Christchurch City Council has signalled it wants to fast-track work on improving the warmth and dryness of its social housing stock and has asked staff to investigate options for borrowing the money required for the work.
Regulations require landlords to ensure all rental properties meet minimum insulation standards. However, some of the social housing units owned by the Council are exempt from those 2016 regulations because the nature of their construction means they cannot be insulated without major building works.
New standards that come into effect this year also require landlords to improve heating, ventilation, drainage and draught stopping by 1 July 2023.
Today, the Council discussed options for improving the warmth and dryness of its social housing units.
It has asked staff to investigate the possibility of the Council borrowing the money required for the building work so that heating, ventilation and insulation improvements for the exempt units can be undertaken by the end of 2020.
Staff will bring a report on the financing options to the 12 September Council meeting.
The Council is still considering what feedback it should provide on a draft proposal which could ultimately result in additional, permanent lighting being installed at Hagley Oval.
It is one of several statutory partners asked by Regenerate Christchurch to give feedback on a draft proposal to use the Greater Christchurch Regeneration Act 2016 to make changes to the regulations governing the use and operation of the Oval.
Regenerate Christchurch has put forward the draft proposal on behalf of the Canterbury Cricket Trust.
At its meeting today Mayor Lianne Dalziel and Councillors listened to several deputations on the issue. They also received technical advice from both Regenerate Christchurch and Council staff on the Greater Christchurch Regeneration Act and the Reserves Act processes that will need to be followed, depending on the final version of the proposal.
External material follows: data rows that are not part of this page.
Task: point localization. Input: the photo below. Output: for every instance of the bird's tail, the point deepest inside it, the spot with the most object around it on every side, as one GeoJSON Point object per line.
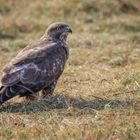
{"type": "Point", "coordinates": [6, 94]}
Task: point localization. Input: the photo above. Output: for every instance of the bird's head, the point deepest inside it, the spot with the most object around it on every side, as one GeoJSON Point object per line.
{"type": "Point", "coordinates": [59, 30]}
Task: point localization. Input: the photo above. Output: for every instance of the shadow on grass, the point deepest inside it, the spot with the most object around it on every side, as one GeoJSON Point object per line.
{"type": "Point", "coordinates": [63, 102]}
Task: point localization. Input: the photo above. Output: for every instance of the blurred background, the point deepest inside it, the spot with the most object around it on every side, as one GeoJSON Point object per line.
{"type": "Point", "coordinates": [98, 94]}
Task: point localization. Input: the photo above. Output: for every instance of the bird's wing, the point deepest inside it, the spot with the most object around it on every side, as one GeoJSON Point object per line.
{"type": "Point", "coordinates": [26, 65]}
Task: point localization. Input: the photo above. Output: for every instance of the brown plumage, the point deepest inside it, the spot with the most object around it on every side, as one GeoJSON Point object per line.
{"type": "Point", "coordinates": [37, 67]}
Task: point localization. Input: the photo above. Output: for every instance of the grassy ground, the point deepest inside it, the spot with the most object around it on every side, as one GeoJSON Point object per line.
{"type": "Point", "coordinates": [98, 96]}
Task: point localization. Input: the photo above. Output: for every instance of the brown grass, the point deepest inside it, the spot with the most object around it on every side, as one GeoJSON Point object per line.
{"type": "Point", "coordinates": [98, 95]}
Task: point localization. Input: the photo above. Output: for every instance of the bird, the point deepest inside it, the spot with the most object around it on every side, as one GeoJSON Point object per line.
{"type": "Point", "coordinates": [38, 66]}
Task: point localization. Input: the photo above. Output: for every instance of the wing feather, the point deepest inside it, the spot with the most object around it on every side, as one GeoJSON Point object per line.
{"type": "Point", "coordinates": [26, 67]}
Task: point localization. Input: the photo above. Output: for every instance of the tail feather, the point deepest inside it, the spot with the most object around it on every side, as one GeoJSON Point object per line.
{"type": "Point", "coordinates": [6, 94]}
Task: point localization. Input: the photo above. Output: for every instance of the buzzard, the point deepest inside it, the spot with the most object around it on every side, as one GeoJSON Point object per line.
{"type": "Point", "coordinates": [38, 66]}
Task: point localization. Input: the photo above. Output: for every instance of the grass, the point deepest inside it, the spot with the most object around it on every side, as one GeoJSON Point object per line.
{"type": "Point", "coordinates": [98, 95]}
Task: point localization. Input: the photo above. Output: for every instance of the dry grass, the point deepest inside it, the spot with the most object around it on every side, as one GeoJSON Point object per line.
{"type": "Point", "coordinates": [98, 96]}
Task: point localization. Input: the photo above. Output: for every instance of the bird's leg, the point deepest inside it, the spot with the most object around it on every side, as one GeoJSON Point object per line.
{"type": "Point", "coordinates": [47, 91]}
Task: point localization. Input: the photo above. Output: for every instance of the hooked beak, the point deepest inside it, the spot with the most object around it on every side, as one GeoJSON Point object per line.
{"type": "Point", "coordinates": [68, 29]}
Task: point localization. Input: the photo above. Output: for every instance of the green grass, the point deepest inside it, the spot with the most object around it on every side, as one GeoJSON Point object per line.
{"type": "Point", "coordinates": [98, 95]}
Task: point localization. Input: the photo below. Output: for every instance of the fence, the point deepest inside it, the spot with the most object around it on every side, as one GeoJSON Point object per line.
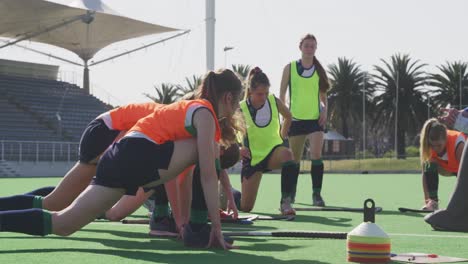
{"type": "Point", "coordinates": [37, 151]}
{"type": "Point", "coordinates": [52, 151]}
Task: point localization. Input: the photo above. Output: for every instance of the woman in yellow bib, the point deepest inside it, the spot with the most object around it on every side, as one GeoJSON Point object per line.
{"type": "Point", "coordinates": [263, 148]}
{"type": "Point", "coordinates": [308, 85]}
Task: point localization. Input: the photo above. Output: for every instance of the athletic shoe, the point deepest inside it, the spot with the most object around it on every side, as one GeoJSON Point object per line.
{"type": "Point", "coordinates": [237, 197]}
{"type": "Point", "coordinates": [431, 205]}
{"type": "Point", "coordinates": [149, 204]}
{"type": "Point", "coordinates": [286, 208]}
{"type": "Point", "coordinates": [201, 238]}
{"type": "Point", "coordinates": [317, 200]}
{"type": "Point", "coordinates": [222, 198]}
{"type": "Point", "coordinates": [163, 226]}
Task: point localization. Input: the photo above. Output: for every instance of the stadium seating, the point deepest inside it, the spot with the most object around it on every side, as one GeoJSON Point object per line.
{"type": "Point", "coordinates": [30, 109]}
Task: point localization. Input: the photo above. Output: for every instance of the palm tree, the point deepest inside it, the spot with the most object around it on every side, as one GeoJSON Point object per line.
{"type": "Point", "coordinates": [166, 93]}
{"type": "Point", "coordinates": [192, 84]}
{"type": "Point", "coordinates": [410, 79]}
{"type": "Point", "coordinates": [447, 84]}
{"type": "Point", "coordinates": [346, 95]}
{"type": "Point", "coordinates": [242, 70]}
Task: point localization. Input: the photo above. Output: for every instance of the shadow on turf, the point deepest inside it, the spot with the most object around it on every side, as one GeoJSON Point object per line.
{"type": "Point", "coordinates": [304, 218]}
{"type": "Point", "coordinates": [396, 212]}
{"type": "Point", "coordinates": [383, 212]}
{"type": "Point", "coordinates": [136, 252]}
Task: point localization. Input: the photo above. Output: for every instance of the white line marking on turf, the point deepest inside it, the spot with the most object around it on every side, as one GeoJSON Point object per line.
{"type": "Point", "coordinates": [426, 235]}
{"type": "Point", "coordinates": [250, 229]}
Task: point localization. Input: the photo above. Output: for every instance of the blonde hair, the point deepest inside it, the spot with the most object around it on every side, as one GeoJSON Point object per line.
{"type": "Point", "coordinates": [432, 130]}
{"type": "Point", "coordinates": [324, 83]}
{"type": "Point", "coordinates": [255, 78]}
{"type": "Point", "coordinates": [214, 85]}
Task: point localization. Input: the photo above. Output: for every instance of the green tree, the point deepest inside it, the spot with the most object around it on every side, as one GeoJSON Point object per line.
{"type": "Point", "coordinates": [408, 75]}
{"type": "Point", "coordinates": [346, 97]}
{"type": "Point", "coordinates": [447, 84]}
{"type": "Point", "coordinates": [191, 84]}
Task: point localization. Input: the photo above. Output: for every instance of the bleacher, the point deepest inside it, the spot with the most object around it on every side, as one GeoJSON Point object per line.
{"type": "Point", "coordinates": [30, 109]}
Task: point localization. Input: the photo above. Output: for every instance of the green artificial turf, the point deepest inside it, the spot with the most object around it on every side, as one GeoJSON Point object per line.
{"type": "Point", "coordinates": [105, 242]}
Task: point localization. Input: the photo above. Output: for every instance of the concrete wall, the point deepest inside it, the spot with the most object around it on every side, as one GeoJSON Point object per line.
{"type": "Point", "coordinates": [27, 69]}
{"type": "Point", "coordinates": [39, 169]}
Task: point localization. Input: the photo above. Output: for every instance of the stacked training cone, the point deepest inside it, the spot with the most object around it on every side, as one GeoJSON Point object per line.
{"type": "Point", "coordinates": [368, 243]}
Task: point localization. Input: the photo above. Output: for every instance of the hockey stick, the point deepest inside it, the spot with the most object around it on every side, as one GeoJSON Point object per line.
{"type": "Point", "coordinates": [410, 210]}
{"type": "Point", "coordinates": [299, 234]}
{"type": "Point", "coordinates": [337, 209]}
{"type": "Point", "coordinates": [243, 220]}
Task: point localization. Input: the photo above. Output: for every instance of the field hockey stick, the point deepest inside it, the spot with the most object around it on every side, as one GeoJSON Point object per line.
{"type": "Point", "coordinates": [276, 217]}
{"type": "Point", "coordinates": [298, 234]}
{"type": "Point", "coordinates": [246, 221]}
{"type": "Point", "coordinates": [410, 210]}
{"type": "Point", "coordinates": [336, 209]}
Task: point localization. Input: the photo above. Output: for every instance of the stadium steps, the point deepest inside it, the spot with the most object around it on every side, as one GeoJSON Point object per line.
{"type": "Point", "coordinates": [43, 99]}
{"type": "Point", "coordinates": [6, 170]}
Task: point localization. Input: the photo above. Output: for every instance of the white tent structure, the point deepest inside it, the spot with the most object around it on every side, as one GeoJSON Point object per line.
{"type": "Point", "coordinates": [83, 27]}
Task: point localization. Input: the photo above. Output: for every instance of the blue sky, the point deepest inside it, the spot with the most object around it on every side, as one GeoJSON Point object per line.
{"type": "Point", "coordinates": [266, 34]}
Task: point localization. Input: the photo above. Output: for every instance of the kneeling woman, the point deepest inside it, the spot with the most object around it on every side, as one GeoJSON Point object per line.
{"type": "Point", "coordinates": [263, 144]}
{"type": "Point", "coordinates": [441, 151]}
{"type": "Point", "coordinates": [157, 149]}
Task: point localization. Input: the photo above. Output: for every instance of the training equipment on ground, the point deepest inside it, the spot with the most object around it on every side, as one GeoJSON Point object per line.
{"type": "Point", "coordinates": [368, 243]}
{"type": "Point", "coordinates": [425, 258]}
{"type": "Point", "coordinates": [337, 209]}
{"type": "Point", "coordinates": [411, 210]}
{"type": "Point", "coordinates": [455, 216]}
{"type": "Point", "coordinates": [241, 221]}
{"type": "Point", "coordinates": [301, 234]}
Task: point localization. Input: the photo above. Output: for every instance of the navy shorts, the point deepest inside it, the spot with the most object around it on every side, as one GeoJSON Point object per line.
{"type": "Point", "coordinates": [96, 138]}
{"type": "Point", "coordinates": [304, 127]}
{"type": "Point", "coordinates": [132, 163]}
{"type": "Point", "coordinates": [248, 170]}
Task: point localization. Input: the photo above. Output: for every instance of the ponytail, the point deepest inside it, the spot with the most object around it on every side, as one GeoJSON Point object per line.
{"type": "Point", "coordinates": [324, 83]}
{"type": "Point", "coordinates": [432, 130]}
{"type": "Point", "coordinates": [213, 87]}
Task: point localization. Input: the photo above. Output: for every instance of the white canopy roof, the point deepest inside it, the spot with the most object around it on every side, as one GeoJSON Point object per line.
{"type": "Point", "coordinates": [83, 27]}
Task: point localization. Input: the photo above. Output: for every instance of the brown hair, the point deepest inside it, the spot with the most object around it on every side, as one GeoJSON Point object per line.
{"type": "Point", "coordinates": [255, 78]}
{"type": "Point", "coordinates": [324, 83]}
{"type": "Point", "coordinates": [432, 130]}
{"type": "Point", "coordinates": [213, 87]}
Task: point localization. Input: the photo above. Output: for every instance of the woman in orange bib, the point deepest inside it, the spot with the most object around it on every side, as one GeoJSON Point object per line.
{"type": "Point", "coordinates": [96, 138]}
{"type": "Point", "coordinates": [441, 150]}
{"type": "Point", "coordinates": [157, 149]}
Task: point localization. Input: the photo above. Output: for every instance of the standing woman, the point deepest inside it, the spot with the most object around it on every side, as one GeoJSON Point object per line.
{"type": "Point", "coordinates": [263, 148]}
{"type": "Point", "coordinates": [441, 150]}
{"type": "Point", "coordinates": [308, 85]}
{"type": "Point", "coordinates": [154, 151]}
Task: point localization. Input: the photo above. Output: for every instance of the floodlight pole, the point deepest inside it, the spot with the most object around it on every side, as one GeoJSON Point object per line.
{"type": "Point", "coordinates": [210, 34]}
{"type": "Point", "coordinates": [461, 105]}
{"type": "Point", "coordinates": [226, 49]}
{"type": "Point", "coordinates": [396, 113]}
{"type": "Point", "coordinates": [364, 116]}
{"type": "Point", "coordinates": [48, 29]}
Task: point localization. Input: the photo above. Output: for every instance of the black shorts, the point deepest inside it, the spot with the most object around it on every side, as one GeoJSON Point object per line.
{"type": "Point", "coordinates": [304, 127]}
{"type": "Point", "coordinates": [248, 170]}
{"type": "Point", "coordinates": [96, 138]}
{"type": "Point", "coordinates": [132, 163]}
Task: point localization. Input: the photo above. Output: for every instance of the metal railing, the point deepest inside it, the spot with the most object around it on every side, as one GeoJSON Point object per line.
{"type": "Point", "coordinates": [37, 151]}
The Council will consider the amended feedback next week.
New arts strategy endorsed
A new arts strategy for Christchurch has been endorsed by the Council.
The strategy, Toi Ōtautahi–Christchurch Arts, is the first of its kind in New Zealand and was co-created by the arts sector in partnership with funding agencies and the Council.
Toi Ōtautahi–Christchurch Arts focuses on supporting artists, as well as recognising the arts are central to improving people’s wellbeing, sense of identity and connectivity; to activating and bringing life to the city; to attracting visitors; and to boosting the economy.